When the all-new seventh generation Golf was unveiled a few months ago, VW noted that it was designed to accommodate an electric powertrain. VW plans to put such a powertrain in a Golf by mid 2014.
Like the e-up!, the e-Golf will most likely be available in both three- and five-door body styles, and will probably look the same as a gasoline or diesel Golf. Buyers looking take a statement with their EVs should consider the Nissan Leaf or Ford Focus Electric.
The e-Golf will also reportedly share its layout with the e-up!. The large and small VW EVs will have their electric motors in their engine bays and lithium-ion battery packs under their rear seats.
The e-Golf’s electric motor will produce around 115 horsepower, but it won’t add much weight compared to the smaller e-up!’s powertrain. The e-Golf’s entire powertrain will weigh about 440 pounds; the e-up! has 82 hp, and its powertrain weighs 400 lbs.
The e-Golf’s range is estimated at 170 miles, allowing it to travel 90 miles further on a single charge than a Leaf. Top speed is an adequate 83 mph. It is unclear whether the e-Golf will have the impressively low charging times VW is promising for the e-up!.
Mid-2014 is a long way away, but Volkswagne CEO Martin Winterkorn quoted an unofficial price of 40,000 euros to AutoBild.
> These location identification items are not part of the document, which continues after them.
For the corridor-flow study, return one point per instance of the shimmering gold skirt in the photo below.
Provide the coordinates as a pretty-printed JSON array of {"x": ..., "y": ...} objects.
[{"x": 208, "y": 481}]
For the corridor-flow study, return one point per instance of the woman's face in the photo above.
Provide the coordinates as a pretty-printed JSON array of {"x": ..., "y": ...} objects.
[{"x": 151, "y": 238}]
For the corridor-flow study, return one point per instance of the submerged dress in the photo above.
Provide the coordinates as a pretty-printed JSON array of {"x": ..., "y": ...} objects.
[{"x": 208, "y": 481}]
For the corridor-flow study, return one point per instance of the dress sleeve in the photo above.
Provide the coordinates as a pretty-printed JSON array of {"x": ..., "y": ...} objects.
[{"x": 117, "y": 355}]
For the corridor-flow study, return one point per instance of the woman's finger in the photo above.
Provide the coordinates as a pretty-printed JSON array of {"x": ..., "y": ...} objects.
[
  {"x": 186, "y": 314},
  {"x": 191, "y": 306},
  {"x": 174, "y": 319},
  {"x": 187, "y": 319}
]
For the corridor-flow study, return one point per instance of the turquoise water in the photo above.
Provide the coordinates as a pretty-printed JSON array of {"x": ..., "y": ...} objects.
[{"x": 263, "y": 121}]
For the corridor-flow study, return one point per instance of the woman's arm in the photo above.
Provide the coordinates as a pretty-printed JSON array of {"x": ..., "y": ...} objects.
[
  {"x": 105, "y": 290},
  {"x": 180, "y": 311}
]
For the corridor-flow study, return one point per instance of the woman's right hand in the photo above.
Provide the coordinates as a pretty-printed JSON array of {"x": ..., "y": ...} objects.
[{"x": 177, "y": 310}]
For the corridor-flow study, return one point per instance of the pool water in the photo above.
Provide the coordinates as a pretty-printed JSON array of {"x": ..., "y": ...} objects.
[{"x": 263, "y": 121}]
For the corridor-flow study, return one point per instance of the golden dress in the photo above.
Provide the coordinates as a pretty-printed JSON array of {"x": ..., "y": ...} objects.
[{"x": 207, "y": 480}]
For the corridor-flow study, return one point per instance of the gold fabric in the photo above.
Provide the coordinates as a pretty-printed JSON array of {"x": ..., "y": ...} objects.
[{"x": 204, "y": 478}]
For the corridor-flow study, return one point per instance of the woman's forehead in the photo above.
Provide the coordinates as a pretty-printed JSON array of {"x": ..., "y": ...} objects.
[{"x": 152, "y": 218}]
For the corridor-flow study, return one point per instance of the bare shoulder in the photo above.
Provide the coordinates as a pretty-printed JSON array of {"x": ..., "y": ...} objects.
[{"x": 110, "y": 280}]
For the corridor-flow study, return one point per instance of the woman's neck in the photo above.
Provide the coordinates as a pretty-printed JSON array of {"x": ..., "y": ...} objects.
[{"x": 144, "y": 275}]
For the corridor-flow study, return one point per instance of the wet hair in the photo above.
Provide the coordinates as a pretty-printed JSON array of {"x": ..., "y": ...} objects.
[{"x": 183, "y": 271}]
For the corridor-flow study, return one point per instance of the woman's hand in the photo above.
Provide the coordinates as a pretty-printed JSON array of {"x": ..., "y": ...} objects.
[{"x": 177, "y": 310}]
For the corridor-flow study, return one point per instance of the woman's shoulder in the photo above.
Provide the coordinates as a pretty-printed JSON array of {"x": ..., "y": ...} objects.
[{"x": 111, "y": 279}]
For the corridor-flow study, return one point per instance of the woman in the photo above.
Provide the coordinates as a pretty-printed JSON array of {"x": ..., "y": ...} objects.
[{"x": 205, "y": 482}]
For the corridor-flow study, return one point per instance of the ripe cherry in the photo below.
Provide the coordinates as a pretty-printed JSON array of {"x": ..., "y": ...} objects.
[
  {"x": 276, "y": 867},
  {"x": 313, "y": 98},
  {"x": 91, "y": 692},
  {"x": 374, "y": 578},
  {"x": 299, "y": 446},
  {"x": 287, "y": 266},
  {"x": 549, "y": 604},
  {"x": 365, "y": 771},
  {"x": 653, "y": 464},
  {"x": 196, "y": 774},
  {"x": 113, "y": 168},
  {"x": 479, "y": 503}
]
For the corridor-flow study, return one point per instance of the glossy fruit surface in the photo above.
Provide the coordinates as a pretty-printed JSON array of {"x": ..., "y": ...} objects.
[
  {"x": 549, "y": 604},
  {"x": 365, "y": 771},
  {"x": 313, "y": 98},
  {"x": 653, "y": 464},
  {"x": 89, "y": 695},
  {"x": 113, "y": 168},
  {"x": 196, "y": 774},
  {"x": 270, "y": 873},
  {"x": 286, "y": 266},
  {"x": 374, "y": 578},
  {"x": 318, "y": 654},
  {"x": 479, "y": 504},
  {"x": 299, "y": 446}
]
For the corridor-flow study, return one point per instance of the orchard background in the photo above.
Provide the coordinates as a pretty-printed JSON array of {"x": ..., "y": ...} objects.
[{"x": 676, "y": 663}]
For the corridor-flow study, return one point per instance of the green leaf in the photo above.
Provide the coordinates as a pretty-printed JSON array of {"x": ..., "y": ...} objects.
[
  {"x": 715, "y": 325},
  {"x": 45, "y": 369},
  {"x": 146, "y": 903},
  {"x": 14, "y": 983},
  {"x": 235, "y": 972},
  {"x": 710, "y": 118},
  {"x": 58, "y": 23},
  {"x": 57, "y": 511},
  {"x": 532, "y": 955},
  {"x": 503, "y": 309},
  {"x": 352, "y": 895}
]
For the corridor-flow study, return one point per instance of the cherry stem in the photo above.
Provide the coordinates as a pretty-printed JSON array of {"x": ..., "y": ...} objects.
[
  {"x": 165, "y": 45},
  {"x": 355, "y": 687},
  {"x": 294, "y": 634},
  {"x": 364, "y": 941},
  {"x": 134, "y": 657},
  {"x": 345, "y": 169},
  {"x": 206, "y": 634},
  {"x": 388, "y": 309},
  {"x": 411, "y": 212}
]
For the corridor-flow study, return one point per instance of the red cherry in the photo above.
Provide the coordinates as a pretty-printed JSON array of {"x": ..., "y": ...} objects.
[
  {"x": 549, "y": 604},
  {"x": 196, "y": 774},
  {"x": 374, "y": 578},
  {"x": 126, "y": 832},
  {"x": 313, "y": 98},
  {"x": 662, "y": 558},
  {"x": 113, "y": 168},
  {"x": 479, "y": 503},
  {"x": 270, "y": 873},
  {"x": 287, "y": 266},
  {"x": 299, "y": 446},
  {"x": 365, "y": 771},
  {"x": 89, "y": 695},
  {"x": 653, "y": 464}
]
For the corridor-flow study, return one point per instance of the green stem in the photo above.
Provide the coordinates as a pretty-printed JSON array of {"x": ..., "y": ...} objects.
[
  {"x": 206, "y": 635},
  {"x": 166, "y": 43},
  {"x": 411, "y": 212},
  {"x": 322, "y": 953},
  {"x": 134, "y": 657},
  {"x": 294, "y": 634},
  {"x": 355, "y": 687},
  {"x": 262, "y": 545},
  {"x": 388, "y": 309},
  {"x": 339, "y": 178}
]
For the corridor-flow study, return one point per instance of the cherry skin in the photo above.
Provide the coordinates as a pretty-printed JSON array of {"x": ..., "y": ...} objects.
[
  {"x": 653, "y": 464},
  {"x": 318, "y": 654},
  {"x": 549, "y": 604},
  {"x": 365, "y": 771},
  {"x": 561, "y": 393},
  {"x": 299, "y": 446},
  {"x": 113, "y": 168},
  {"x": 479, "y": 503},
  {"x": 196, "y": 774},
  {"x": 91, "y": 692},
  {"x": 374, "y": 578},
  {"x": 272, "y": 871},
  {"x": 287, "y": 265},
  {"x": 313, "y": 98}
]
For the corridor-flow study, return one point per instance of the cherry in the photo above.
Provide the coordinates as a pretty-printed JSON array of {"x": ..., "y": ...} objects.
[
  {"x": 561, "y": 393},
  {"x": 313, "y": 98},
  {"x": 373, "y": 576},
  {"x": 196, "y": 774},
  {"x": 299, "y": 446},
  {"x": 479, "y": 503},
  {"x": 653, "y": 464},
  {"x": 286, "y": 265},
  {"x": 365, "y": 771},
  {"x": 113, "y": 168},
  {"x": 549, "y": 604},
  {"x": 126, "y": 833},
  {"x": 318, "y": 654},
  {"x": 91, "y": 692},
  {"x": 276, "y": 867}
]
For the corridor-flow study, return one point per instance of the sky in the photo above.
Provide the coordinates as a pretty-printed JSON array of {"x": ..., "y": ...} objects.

Unlike the smaller e-up!, which will be launched at the Frankfurt Motor Show in September, the e-Golf has a chance of being sold in the United States.
The conventional up! will probably never come to the U.S., but Volkswagen sells plenty of Golfs here, making it less of a hassle to bring the e-Golf into compliance with safety regulations.
However, Volkswagen isn’t talking about e-Golf sales just yet, and there is also a possibility that the EV would be brought over in small batches only, to satisfy California’s zero emission vehicle mandate.